Il sindaco di Sant’Egidio auspica una gara d’appalto celere: «Ora siamo in una sede non idonea»

SANT’EGIDIO ALLA VIBRATA. Il sindaco Elicio Romandini vuole riportare il Comune di Sant’Egidio a “casa”. «Siamo baraccati in un luogo inidoneo ad essere fruito come sede comunale (l’ex mattatoio ristrutturato, ndc) e non è possibile continuare a svolgere attività in questa maniera e in questi spazi», sostiene il primo cittadino, «per cui dobbiamo assolutamente rientrare nel palazzo comunale».
La struttura di piazza Umberto I è chiusa dal 2016 a causa del sisma di tre anni fa e l’ultima volta ha funzionato come Coc (centro operativo comunale).

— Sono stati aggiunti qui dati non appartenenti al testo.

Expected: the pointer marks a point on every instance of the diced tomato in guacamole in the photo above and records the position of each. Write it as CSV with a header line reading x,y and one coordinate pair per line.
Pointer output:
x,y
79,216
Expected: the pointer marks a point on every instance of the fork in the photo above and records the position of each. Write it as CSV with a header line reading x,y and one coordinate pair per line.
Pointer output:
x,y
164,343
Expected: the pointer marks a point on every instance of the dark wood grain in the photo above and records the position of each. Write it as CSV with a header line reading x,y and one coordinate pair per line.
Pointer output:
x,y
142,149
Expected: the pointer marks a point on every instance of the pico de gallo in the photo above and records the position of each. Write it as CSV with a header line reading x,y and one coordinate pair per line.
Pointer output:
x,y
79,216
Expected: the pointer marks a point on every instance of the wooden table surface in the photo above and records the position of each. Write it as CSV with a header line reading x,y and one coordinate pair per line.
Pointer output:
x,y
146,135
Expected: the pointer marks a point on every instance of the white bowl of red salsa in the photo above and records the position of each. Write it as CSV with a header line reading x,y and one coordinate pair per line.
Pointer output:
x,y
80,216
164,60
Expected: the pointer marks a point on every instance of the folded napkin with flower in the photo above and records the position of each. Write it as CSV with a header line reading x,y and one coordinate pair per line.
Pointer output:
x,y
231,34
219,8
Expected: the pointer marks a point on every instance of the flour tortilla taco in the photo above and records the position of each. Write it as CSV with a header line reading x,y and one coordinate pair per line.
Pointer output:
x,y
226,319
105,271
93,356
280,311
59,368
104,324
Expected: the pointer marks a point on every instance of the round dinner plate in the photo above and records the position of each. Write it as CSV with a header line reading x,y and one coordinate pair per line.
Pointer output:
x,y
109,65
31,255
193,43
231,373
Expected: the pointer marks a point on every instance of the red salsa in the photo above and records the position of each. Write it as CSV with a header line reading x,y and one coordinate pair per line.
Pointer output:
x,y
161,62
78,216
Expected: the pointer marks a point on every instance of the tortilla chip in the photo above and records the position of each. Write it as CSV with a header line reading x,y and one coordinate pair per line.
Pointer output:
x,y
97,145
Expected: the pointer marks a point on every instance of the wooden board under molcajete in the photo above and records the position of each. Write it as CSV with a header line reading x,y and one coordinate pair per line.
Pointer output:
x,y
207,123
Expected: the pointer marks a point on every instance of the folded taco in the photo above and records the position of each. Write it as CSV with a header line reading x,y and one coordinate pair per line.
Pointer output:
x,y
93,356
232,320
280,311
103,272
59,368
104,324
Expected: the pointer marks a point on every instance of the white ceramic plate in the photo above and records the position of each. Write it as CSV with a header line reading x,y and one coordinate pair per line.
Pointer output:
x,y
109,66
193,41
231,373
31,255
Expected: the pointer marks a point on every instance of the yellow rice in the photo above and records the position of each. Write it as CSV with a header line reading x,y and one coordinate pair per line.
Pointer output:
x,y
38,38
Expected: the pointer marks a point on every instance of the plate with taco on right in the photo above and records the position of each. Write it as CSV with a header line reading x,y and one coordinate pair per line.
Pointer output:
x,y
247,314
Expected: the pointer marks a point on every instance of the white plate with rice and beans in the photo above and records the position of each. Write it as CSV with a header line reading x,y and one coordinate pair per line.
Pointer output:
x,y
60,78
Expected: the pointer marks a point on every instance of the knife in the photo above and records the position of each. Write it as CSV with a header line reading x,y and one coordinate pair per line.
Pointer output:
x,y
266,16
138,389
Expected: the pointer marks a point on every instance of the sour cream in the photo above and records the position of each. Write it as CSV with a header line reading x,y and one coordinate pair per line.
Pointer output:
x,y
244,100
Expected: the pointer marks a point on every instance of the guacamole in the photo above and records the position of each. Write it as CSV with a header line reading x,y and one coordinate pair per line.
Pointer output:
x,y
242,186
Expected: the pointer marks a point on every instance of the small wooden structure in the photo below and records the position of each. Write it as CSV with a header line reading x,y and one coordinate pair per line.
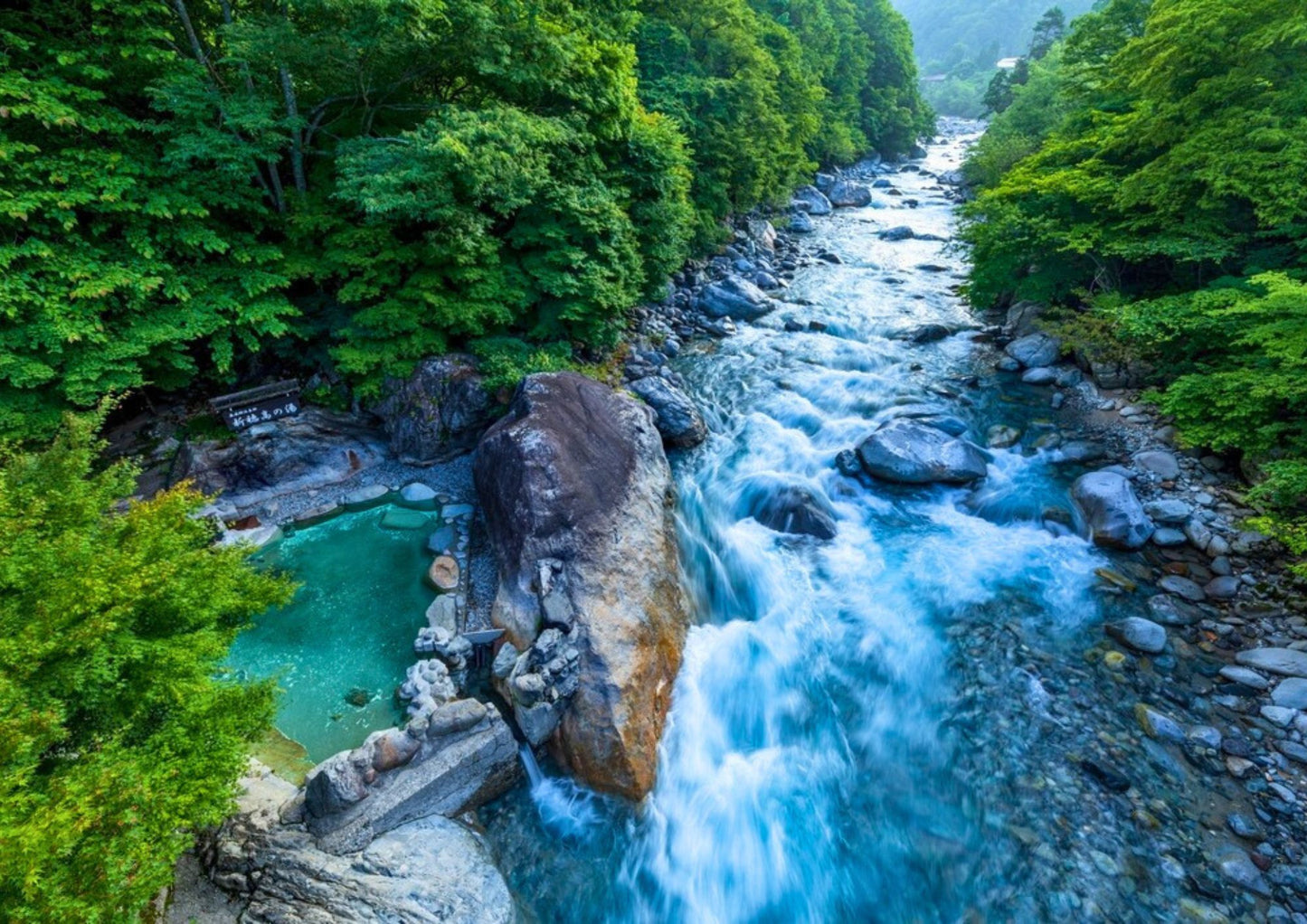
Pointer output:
x,y
258,405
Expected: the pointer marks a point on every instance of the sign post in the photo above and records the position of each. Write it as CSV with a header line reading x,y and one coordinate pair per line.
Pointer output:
x,y
258,405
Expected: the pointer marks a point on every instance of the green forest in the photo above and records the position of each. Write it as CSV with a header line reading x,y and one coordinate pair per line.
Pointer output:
x,y
207,191
202,195
958,42
1146,181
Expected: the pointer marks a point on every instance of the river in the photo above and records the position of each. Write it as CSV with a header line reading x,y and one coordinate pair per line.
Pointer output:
x,y
861,730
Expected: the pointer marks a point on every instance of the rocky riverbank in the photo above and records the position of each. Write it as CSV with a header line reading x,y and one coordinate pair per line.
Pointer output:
x,y
1170,750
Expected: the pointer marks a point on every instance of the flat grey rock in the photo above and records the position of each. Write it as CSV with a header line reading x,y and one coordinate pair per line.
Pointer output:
x,y
1111,510
1160,463
1290,693
1285,662
1140,634
1183,587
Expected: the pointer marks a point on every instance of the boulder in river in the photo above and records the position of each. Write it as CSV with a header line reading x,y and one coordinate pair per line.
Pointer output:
x,y
812,200
1111,510
800,223
575,475
431,871
675,413
846,193
1139,634
1034,351
438,412
734,297
461,756
908,451
1285,662
896,233
789,507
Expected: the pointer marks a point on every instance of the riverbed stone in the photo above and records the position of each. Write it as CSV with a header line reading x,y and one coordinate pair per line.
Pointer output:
x,y
1034,351
400,519
1000,437
675,413
1290,693
1278,715
1160,463
848,193
896,233
576,474
1139,634
734,297
1245,676
1182,587
812,200
1157,724
1170,610
467,757
443,613
1222,587
1285,662
1238,868
443,572
1169,510
1169,537
799,222
789,507
907,451
442,540
362,498
1039,375
1111,510
417,493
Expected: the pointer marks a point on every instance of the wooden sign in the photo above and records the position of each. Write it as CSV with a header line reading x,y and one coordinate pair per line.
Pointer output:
x,y
258,405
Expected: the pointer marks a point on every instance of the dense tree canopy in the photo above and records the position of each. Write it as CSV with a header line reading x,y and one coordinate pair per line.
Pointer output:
x,y
188,187
958,42
115,740
1149,179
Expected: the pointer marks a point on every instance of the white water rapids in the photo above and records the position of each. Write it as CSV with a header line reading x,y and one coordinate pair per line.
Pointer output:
x,y
810,766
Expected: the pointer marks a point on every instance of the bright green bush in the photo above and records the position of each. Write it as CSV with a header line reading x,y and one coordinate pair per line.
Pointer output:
x,y
115,741
1149,179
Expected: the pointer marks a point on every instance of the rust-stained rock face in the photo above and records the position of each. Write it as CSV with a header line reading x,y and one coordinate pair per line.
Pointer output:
x,y
578,501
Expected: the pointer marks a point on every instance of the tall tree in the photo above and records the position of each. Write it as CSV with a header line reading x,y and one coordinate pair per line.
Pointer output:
x,y
115,740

Poi sono arrivate le transenne ad interdire il passaggio anche sotto il porticato. Romandini ricorda come, in realtà, la precedente amministrazione avesse deciso di rendere inagibile la struttura agli inizi del 2016, quindi diversi mesi prima del terremoto. «Vogliamo tornare nella nostra sede, il progetto è stato riconsegnato dai progettisti ai quali era stato dato incarico. Ma mancava la relazione geologica a completare lo studio. A tre giorni dall’insediamento me ne sono dovuto occupare subito. Mi hanno detto che non era stato affidato lo studio a un geologo e lo abbiamo fatto immediatamente. La relazione ci è stata rimessa, l’abbiamo approvata in giunta e rimandata alla Regione e a giorni dovrebbe tornare in Comune per l’approvazione della progettazione definitiva, dopodichè procederemo all’appalto».
Della gara si dovrà occupare la centrale unica di committenza individuata all’Unione di Comuni Val Vibrata. «Speriamo che la centrale sia idonea e preparata con una struttura propria per poterci riconsegnare immediatamente l’appalto e per partire subito con i lavori. Speriamo di poter fare tutto entrò metà dell’anno prossimo», è l’auspicio del sindaco Romandini.